O empreendedorismo está ao rubro no país. Como sói dizer-se, ninguém quer que lhe nasça capim nas palmas das mãos. Ao volante de turismos e camionetas, vendedores ambulantes começam

a seguir a máxima segundo a qual “se a montanha não vai a Maomé, Maomé vai á montanha”, o que, no caso vertente, equivale a dizer que se o cliente não vai à cantina, a cantina vai ao seu encontro. Em Maputo a moda é vender refeições em viaturas, nos distritos o negócio é outro. Capulanas, loiça e produtos agrícolas têm clientela garantida.

Em tempo de crise de oportunidades de emprego, até mesmo para quem tem formação técnico-profissional ou superior, o empreendedorismo é um santo remédio. Com um bocadinho de imaginação, jovens e adultos se desligam do ócio, inventam mini-empresas e fazem emagrecer as estatísticas do desemprego.
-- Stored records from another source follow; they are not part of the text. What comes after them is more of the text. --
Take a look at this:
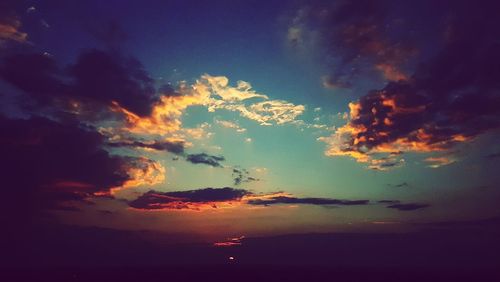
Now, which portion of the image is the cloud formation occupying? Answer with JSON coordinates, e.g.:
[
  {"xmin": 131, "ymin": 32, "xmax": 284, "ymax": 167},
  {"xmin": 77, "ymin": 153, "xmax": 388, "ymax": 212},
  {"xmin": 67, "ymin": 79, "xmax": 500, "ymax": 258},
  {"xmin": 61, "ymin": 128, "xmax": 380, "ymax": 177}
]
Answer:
[
  {"xmin": 319, "ymin": 2, "xmax": 500, "ymax": 170},
  {"xmin": 0, "ymin": 116, "xmax": 162, "ymax": 213},
  {"xmin": 186, "ymin": 153, "xmax": 225, "ymax": 167},
  {"xmin": 106, "ymin": 140, "xmax": 185, "ymax": 155},
  {"xmin": 215, "ymin": 119, "xmax": 247, "ymax": 133},
  {"xmin": 387, "ymin": 203, "xmax": 430, "ymax": 211},
  {"xmin": 232, "ymin": 167, "xmax": 260, "ymax": 185},
  {"xmin": 129, "ymin": 187, "xmax": 250, "ymax": 210},
  {"xmin": 287, "ymin": 0, "xmax": 417, "ymax": 86},
  {"xmin": 248, "ymin": 196, "xmax": 370, "ymax": 206},
  {"xmin": 129, "ymin": 187, "xmax": 376, "ymax": 210}
]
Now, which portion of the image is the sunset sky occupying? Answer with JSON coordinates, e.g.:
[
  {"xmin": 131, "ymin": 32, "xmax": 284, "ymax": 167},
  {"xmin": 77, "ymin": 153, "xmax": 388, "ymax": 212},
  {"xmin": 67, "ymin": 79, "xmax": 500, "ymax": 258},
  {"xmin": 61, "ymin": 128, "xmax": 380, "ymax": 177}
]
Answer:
[{"xmin": 0, "ymin": 0, "xmax": 500, "ymax": 270}]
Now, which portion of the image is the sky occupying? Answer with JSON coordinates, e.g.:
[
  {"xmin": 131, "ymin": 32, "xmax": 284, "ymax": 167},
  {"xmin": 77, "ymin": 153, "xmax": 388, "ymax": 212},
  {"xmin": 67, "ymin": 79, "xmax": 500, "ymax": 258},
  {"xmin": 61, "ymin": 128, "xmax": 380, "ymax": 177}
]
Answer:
[{"xmin": 0, "ymin": 0, "xmax": 500, "ymax": 272}]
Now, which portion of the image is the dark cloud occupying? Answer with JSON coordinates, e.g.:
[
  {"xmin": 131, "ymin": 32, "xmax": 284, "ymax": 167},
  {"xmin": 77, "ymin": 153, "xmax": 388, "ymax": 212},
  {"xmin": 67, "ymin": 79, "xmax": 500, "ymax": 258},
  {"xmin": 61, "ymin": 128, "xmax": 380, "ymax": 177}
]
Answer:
[
  {"xmin": 248, "ymin": 196, "xmax": 370, "ymax": 206},
  {"xmin": 129, "ymin": 187, "xmax": 251, "ymax": 209},
  {"xmin": 107, "ymin": 140, "xmax": 185, "ymax": 155},
  {"xmin": 322, "ymin": 1, "xmax": 500, "ymax": 165},
  {"xmin": 377, "ymin": 200, "xmax": 401, "ymax": 204},
  {"xmin": 387, "ymin": 203, "xmax": 430, "ymax": 211},
  {"xmin": 388, "ymin": 182, "xmax": 410, "ymax": 188},
  {"xmin": 288, "ymin": 0, "xmax": 416, "ymax": 85},
  {"xmin": 0, "ymin": 50, "xmax": 157, "ymax": 116},
  {"xmin": 89, "ymin": 20, "xmax": 129, "ymax": 50},
  {"xmin": 186, "ymin": 153, "xmax": 225, "ymax": 167},
  {"xmin": 70, "ymin": 50, "xmax": 155, "ymax": 116},
  {"xmin": 486, "ymin": 152, "xmax": 500, "ymax": 159},
  {"xmin": 232, "ymin": 167, "xmax": 260, "ymax": 185},
  {"xmin": 0, "ymin": 116, "xmax": 135, "ymax": 217}
]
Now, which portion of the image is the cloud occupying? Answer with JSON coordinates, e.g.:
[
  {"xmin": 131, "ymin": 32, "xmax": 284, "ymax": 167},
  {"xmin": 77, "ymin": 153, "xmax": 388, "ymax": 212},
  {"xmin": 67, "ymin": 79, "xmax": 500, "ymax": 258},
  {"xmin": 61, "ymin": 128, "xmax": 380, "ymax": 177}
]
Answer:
[
  {"xmin": 186, "ymin": 153, "xmax": 225, "ymax": 167},
  {"xmin": 129, "ymin": 187, "xmax": 250, "ymax": 210},
  {"xmin": 0, "ymin": 19, "xmax": 28, "ymax": 43},
  {"xmin": 248, "ymin": 196, "xmax": 370, "ymax": 206},
  {"xmin": 319, "ymin": 1, "xmax": 500, "ymax": 170},
  {"xmin": 0, "ymin": 50, "xmax": 157, "ymax": 117},
  {"xmin": 389, "ymin": 182, "xmax": 410, "ymax": 188},
  {"xmin": 377, "ymin": 200, "xmax": 400, "ymax": 204},
  {"xmin": 424, "ymin": 157, "xmax": 455, "ymax": 168},
  {"xmin": 0, "ymin": 0, "xmax": 28, "ymax": 44},
  {"xmin": 215, "ymin": 119, "xmax": 247, "ymax": 133},
  {"xmin": 232, "ymin": 167, "xmax": 260, "ymax": 185},
  {"xmin": 213, "ymin": 236, "xmax": 245, "ymax": 247},
  {"xmin": 0, "ymin": 116, "xmax": 163, "ymax": 216},
  {"xmin": 129, "ymin": 187, "xmax": 376, "ymax": 210},
  {"xmin": 387, "ymin": 203, "xmax": 430, "ymax": 211},
  {"xmin": 194, "ymin": 74, "xmax": 305, "ymax": 125},
  {"xmin": 287, "ymin": 0, "xmax": 416, "ymax": 86},
  {"xmin": 486, "ymin": 152, "xmax": 500, "ymax": 159},
  {"xmin": 106, "ymin": 140, "xmax": 185, "ymax": 155}
]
Os exemplos mais recentes de negociantes astutos podem ser assistidos em várias esquinas das cidades de Maputo e Matola, particularmente nas imediações de escolas e empresas, onde viaturas de tipo turismo, sobretudo o RAV4 e Spacio, são transformadas em “restaurantes móveis” e servem todo o tipo de refeições.
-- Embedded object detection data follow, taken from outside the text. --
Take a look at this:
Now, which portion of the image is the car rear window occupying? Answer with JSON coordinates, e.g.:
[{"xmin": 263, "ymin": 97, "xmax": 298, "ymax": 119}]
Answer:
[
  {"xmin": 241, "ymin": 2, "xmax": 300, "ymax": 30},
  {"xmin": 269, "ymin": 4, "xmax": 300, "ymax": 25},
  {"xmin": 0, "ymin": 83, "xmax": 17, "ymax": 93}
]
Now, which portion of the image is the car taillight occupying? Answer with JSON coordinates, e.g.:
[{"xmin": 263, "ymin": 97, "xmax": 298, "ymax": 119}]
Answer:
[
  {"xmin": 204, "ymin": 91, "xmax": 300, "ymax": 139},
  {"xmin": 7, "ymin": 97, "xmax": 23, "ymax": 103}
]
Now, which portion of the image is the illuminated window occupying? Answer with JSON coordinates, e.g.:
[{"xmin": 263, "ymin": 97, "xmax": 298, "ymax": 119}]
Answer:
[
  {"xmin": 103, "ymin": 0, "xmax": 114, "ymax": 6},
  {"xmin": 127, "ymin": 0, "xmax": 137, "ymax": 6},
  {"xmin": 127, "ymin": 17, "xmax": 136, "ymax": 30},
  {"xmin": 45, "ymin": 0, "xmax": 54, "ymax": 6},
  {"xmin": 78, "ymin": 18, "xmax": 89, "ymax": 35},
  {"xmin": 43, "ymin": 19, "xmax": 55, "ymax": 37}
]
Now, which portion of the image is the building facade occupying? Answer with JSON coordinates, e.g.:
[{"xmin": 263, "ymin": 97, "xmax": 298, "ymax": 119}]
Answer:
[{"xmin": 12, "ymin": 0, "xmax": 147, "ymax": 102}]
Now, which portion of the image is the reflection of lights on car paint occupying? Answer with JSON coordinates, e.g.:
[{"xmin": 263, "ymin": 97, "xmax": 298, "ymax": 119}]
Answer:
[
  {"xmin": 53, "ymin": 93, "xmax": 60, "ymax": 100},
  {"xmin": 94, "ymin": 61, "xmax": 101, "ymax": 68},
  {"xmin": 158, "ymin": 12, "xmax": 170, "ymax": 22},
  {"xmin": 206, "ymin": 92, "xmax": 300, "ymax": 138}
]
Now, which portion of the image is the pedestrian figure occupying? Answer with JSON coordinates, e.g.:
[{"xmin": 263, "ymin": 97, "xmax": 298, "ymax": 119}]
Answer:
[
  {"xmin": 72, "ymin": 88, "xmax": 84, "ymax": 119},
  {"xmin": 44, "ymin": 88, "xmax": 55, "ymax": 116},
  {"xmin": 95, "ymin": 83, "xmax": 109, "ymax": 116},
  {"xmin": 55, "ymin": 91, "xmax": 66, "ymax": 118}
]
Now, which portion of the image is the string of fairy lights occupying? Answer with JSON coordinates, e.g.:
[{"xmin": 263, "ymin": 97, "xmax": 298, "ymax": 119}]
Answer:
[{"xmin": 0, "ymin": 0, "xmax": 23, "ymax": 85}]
Nas manhãs abastecem a clientela de café, leite, chá e outras bebidas quentes acompanhadas de pão simples até às sandes mais sofisticadas. Ao meio-dia os menus variam desde a mais tradicional verdura até à complexa feijoada, bife, peixe, frango e acompanhantes múltiplos.
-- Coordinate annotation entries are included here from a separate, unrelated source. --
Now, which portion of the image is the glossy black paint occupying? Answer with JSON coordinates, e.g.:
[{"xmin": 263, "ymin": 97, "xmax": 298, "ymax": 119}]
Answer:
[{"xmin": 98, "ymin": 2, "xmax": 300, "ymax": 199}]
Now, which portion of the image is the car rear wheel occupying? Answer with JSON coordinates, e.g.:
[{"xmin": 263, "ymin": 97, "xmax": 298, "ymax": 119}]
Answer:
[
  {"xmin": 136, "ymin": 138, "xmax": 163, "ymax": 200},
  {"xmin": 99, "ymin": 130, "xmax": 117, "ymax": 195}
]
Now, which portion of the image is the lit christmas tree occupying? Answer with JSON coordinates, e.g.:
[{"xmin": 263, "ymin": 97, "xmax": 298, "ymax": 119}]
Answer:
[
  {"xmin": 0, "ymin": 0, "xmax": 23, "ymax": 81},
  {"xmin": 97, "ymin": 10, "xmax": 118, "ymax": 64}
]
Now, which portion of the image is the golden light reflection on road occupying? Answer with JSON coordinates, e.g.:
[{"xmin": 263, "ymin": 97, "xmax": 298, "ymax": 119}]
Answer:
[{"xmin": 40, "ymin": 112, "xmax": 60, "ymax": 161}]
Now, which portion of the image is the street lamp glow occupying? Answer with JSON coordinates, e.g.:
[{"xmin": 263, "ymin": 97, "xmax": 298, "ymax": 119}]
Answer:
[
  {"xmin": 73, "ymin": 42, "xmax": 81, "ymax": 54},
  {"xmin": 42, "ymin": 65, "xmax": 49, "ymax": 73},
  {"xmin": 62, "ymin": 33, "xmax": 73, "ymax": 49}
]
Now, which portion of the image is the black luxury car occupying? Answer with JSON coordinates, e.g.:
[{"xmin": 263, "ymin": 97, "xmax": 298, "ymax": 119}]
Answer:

Porque este tipo de negócio não conhece derrotas, algumas vendedeiras disseram à nossa Reportagem que já estão a servir jantares, o que lhes obriga a contratar colaboradores para quase todas as operações associadas à confecção dos alimentos. “Temos pouco tempo de descanso porque as solicitações não param”.

Enquanto isso, nas entradas de empresas e também de instituições bancárias, homens e mulheres posicionam-se com elevada discrição para vender chamussas, rissóis, badjias, entre outros. Mas, há quem consegue aceder aos espaços internos das empresas para exibir catálogos e até vender perfumes, roupa, calçado, louça, produtos de mercearia, chouriço, bacon, salsichas, telemóveis, e muito mais.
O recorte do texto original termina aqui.